I'm trying to use scipy.optimize.minimize
function on two columns of pyspark dataframe.
while passing x0
parameter as array to the Pandas UDF function, i am getting following error:
TypeError: Invalid argument, not a string or column: [0.9 0.5 2.5 5. 0.33] of type <class 'numpy.ndarray'>. For column literals, use 'lit', 'array', 'struct' or 'create_map' function.
This is the function i am trying to minimize
def eb_func(theta, n, e):
"""
# Function to be Minimized
:param theta: float
:param n: Pandas.Series
:param e: Pandas.Series
:return: float
"""
print("Entering EB_Func")
res = res = np.prod(theta[4] * neg_bin(n, e, theta[0], theta[1]) + (1 - theta[4]) * neg_bin(n, e, theta[2], theta[3]))
return res
This is my neg_bin function:
@pandas_udf('double', PandasUDFType.SCALAR)
def neg_bin(n, e, alpha, beta):
"""
:param n:
:param e:
:param alpha:
:param beta:
:return:
"""
res_expo = gammaln(alpha + n) - gammaln(n + 1) - gammaln(alpha)
res = np.exp(res_expo)
res = res / (1 + beta / (e + 0.01)) ** n
res = res / (1 + e / beta) ** alpha
return res
These are my parameters:
x0 = np.array([0.9, 0.5, 2.5, 5, 0.33])
bounds = ([0.000001, 200], [0.000001, 200], [0.000001, 200], [0.000001, 200], [0.000001, 1])

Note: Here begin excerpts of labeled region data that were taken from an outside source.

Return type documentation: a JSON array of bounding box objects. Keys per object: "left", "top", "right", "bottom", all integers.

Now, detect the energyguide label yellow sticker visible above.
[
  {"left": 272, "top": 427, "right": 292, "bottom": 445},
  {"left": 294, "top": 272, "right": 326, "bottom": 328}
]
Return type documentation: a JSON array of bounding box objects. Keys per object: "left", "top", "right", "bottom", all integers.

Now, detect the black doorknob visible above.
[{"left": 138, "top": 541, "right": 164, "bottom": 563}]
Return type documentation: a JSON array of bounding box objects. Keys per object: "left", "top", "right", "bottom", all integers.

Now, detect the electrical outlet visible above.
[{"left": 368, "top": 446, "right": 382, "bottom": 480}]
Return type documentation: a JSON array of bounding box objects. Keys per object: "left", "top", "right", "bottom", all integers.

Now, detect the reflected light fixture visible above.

This is where i am trying to call the scipy.optimize.minimize
Function.
# Define a function to call minimize function
def RunMinimize(data):
Result = minimize(eb_func, x0, args=(data.Adolescent_a, data.Adolescent_e), method='L-BFGS-B', bounds=bounds, options={'disp': True, 'maxiter': 1000, 'eps': np.repeat(1e-4, 5)})
return Result.x
RunMinimize(df_adol)
I am new to PySpark, i can do this in Pandas but now i have a huge dataset and Pandas is taking a lot of time to process that.
Following is the expected Output Format: This is what i get as output in Pandas
[1.00000000e-06, 1.46304225e+00, 1.00000000e-06, 6.39066185e+00, 1.00000000e-06])
I am having trouble passing theta values to the neg_bin function. Because neg_bin function only expects pandas.Series as input. I am looking for a workaround to send theta values as scalar along with pandas.Series as input to the neg_bin function, if possible.
Any help is appreciated. TIA.